Regensburg.Und Albert Einstein hat einmal gesagt: Wenn die Biene von der Erde verschwindet, hat der Mensch nur noch vier Jahre zu leben. Weil die summenden Insekten auch in Bayern immer weniger werden, ging die Regensburger Brauerei Bischofshof als eine der ersten der gut 600 Brauereien im Freistaat 2018 in die Offensive: Drei Bienenvölker mit rund 60 000 Honigproduzentinnen siedelten die Oberpfälzer auf dem Brauereigelände in der Innenstadt an.
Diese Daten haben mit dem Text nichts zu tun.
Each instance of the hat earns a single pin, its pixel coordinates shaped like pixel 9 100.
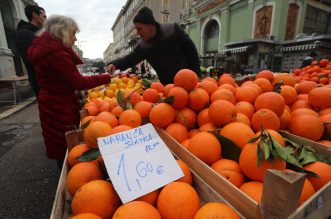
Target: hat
pixel 145 16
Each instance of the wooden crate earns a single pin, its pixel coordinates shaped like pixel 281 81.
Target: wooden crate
pixel 61 206
pixel 317 206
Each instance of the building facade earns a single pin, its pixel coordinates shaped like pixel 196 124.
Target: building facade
pixel 262 34
pixel 12 11
pixel 124 34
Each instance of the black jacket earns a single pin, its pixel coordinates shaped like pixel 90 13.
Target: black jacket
pixel 168 52
pixel 24 36
pixel 230 65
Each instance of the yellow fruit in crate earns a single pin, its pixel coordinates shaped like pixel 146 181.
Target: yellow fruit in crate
pixel 131 81
pixel 110 93
pixel 107 99
pixel 134 78
pixel 93 95
pixel 101 94
pixel 122 90
pixel 121 85
pixel 130 85
pixel 113 86
pixel 125 80
pixel 117 80
pixel 137 85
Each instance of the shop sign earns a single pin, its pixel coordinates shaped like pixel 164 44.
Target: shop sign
pixel 209 6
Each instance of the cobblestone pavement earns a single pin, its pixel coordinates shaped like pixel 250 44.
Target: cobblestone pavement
pixel 28 178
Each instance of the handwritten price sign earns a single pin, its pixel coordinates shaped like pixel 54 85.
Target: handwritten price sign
pixel 138 162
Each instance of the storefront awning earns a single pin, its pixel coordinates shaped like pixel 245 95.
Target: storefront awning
pixel 234 50
pixel 298 47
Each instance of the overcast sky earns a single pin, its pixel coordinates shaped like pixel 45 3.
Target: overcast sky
pixel 94 17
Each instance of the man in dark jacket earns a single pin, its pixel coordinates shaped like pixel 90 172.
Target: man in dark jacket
pixel 165 46
pixel 308 59
pixel 230 65
pixel 25 35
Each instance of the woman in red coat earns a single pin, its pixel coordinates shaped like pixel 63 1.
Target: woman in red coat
pixel 55 67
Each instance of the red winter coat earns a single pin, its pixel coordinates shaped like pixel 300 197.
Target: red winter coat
pixel 58 78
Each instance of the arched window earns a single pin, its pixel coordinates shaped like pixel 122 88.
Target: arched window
pixel 211 36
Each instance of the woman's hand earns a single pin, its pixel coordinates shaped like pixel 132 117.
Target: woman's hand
pixel 111 68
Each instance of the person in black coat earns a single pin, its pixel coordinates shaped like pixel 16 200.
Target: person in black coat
pixel 25 35
pixel 165 46
pixel 308 59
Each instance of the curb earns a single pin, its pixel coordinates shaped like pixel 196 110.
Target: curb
pixel 17 107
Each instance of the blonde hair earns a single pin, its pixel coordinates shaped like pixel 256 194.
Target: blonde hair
pixel 61 27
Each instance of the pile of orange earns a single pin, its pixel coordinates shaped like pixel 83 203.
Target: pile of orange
pixel 318 72
pixel 235 112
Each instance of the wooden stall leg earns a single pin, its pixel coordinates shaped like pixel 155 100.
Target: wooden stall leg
pixel 281 193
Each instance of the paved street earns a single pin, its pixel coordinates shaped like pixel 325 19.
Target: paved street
pixel 28 179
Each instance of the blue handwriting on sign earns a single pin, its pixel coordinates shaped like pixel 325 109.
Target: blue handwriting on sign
pixel 140 140
pixel 143 170
pixel 130 138
pixel 149 147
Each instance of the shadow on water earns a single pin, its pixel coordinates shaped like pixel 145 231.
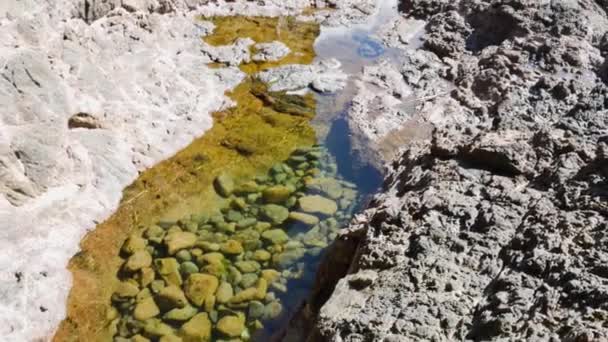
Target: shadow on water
pixel 366 177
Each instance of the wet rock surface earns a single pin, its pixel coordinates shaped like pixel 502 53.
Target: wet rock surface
pixel 495 227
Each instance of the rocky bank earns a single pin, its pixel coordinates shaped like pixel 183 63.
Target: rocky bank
pixel 92 93
pixel 491 224
pixel 495 227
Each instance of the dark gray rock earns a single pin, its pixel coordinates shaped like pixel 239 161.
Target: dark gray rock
pixel 496 227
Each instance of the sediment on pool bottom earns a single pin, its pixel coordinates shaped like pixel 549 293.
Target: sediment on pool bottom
pixel 228 274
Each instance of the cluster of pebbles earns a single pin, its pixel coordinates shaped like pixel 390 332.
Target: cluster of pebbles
pixel 221 276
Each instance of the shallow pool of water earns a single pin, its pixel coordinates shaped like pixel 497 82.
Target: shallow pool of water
pixel 242 267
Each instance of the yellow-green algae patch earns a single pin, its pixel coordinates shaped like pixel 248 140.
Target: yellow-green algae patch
pixel 244 141
pixel 296 35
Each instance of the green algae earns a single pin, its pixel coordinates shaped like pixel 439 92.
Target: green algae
pixel 296 35
pixel 275 238
pixel 245 141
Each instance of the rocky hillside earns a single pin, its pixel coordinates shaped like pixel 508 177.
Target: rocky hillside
pixel 496 227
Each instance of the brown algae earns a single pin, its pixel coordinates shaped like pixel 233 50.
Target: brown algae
pixel 184 183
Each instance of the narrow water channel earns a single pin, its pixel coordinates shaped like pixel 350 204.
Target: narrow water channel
pixel 240 267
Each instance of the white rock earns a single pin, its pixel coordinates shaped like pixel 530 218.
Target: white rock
pixel 270 52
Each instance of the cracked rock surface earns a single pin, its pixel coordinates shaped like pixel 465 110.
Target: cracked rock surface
pixel 495 228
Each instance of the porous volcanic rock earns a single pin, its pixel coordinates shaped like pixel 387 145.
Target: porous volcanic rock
pixel 495 228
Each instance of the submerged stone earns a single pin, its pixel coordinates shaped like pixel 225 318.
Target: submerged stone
pixel 188 268
pixel 138 260
pixel 232 247
pixel 307 219
pixel 179 240
pixel 198 328
pixel 277 194
pixel 133 244
pixel 247 266
pixel 249 279
pixel 224 293
pixel 272 310
pixel 274 213
pixel 288 257
pixel 172 297
pixel 180 314
pixel 316 204
pixel 155 327
pixel 146 309
pixel 231 326
pixel 170 338
pixel 261 255
pixel 168 268
pixel 275 236
pixel 246 223
pixel 224 185
pixel 255 309
pixel 139 338
pixel 126 289
pixel 328 186
pixel 270 275
pixel 201 287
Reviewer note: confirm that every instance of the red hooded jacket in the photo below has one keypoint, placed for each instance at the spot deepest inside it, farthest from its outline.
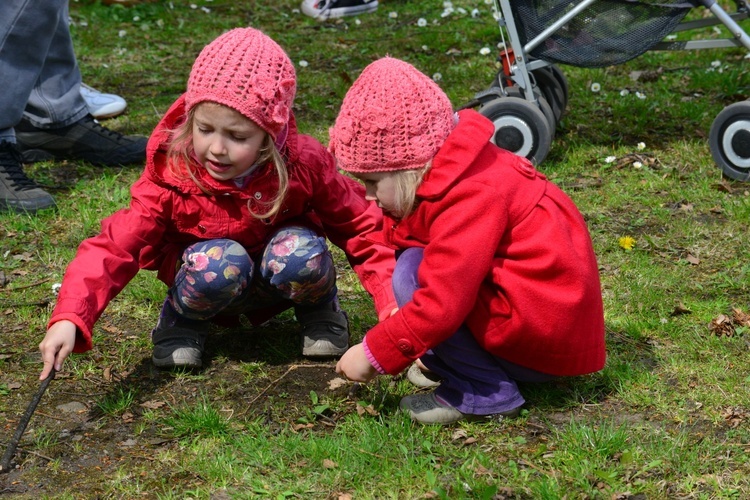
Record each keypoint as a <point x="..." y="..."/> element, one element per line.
<point x="506" y="252"/>
<point x="167" y="214"/>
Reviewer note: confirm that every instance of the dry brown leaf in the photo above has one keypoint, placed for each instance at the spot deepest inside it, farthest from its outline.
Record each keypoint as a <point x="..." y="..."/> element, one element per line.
<point x="153" y="405"/>
<point x="740" y="317"/>
<point x="459" y="434"/>
<point x="335" y="383"/>
<point x="680" y="309"/>
<point x="722" y="326"/>
<point x="734" y="416"/>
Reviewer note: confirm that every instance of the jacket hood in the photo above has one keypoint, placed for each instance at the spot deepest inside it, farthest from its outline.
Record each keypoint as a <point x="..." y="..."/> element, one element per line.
<point x="158" y="144"/>
<point x="457" y="155"/>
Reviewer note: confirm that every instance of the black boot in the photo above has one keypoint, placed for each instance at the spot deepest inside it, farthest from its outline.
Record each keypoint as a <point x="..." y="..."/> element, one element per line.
<point x="85" y="140"/>
<point x="178" y="342"/>
<point x="325" y="330"/>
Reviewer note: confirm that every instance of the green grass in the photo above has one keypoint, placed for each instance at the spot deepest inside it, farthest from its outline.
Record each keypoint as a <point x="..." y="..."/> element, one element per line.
<point x="666" y="418"/>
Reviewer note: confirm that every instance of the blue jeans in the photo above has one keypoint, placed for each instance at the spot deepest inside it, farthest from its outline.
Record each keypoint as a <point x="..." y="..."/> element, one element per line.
<point x="474" y="381"/>
<point x="39" y="75"/>
<point x="218" y="276"/>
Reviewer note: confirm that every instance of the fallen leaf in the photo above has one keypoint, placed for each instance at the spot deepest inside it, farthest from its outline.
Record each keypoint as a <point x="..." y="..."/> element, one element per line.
<point x="680" y="309"/>
<point x="469" y="441"/>
<point x="722" y="326"/>
<point x="335" y="383"/>
<point x="153" y="405"/>
<point x="459" y="434"/>
<point x="693" y="259"/>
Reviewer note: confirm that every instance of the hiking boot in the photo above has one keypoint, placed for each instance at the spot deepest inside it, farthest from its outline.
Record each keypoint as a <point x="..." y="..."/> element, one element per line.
<point x="85" y="140"/>
<point x="325" y="333"/>
<point x="178" y="342"/>
<point x="425" y="408"/>
<point x="102" y="105"/>
<point x="17" y="192"/>
<point x="326" y="9"/>
<point x="425" y="379"/>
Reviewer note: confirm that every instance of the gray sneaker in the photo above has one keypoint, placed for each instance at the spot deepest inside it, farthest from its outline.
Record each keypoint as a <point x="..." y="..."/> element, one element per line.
<point x="85" y="140"/>
<point x="178" y="342"/>
<point x="325" y="333"/>
<point x="17" y="192"/>
<point x="426" y="409"/>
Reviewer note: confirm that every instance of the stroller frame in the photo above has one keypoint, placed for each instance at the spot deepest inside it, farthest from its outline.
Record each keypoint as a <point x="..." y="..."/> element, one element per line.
<point x="529" y="94"/>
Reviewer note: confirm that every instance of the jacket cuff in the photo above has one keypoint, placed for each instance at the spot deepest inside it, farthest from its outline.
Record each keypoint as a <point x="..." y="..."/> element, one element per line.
<point x="371" y="358"/>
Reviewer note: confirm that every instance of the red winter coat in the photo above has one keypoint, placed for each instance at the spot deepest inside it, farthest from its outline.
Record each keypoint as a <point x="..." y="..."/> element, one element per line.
<point x="506" y="252"/>
<point x="168" y="214"/>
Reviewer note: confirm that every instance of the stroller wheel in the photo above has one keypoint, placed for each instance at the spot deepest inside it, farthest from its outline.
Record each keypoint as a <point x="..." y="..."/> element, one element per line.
<point x="542" y="102"/>
<point x="520" y="127"/>
<point x="729" y="140"/>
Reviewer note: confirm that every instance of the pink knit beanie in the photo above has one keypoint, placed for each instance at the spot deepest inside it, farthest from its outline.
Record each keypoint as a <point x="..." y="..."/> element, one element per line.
<point x="392" y="118"/>
<point x="247" y="71"/>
Eineinhalb Jahre später steht fest: Das Experiment ist gelungen. „Die Bienen fühlen sich wohl bei uns und haben hier eine neue Heimat gefunden“, sagt Laila Schmidt, Nachhaltigkeitsbeauftragte der Brauerei. Mehr als sieben Millionen Bienenvölker sind in den vergangenen zwei Jahrzehnten bereits in Europa verschwunden – viele davon auch hierzulande. Das war auch die Motivation für Bischofshof, neue Wege zu gehen: „Gerade weil wir als Brauerei natürliche Rohstoffe in höchster Qualität brauchen, ist das Gleichgewicht in der Natur für uns so wichtig, und unser Bienenprojekt ist ein Beispiel, wie wir als Brauerei dazu einen Beitrag leisten können“, sagt Bischofshof-Geschäftsführerin Susanne Horn. Die drei Bischofshof-Völker sind getauft auf die Namen Sportbienen, Kulturbienen und soziale Bienen. Bereits zum zweiten Mal konnten die Regensburger jetzt den „Brauerei-Bienenhonig“ ernten. „Wir erwarten dieses Jahr eine überdurchschnittlich gute Qualität bei geringerem Ertrag“, sagt Schmidt.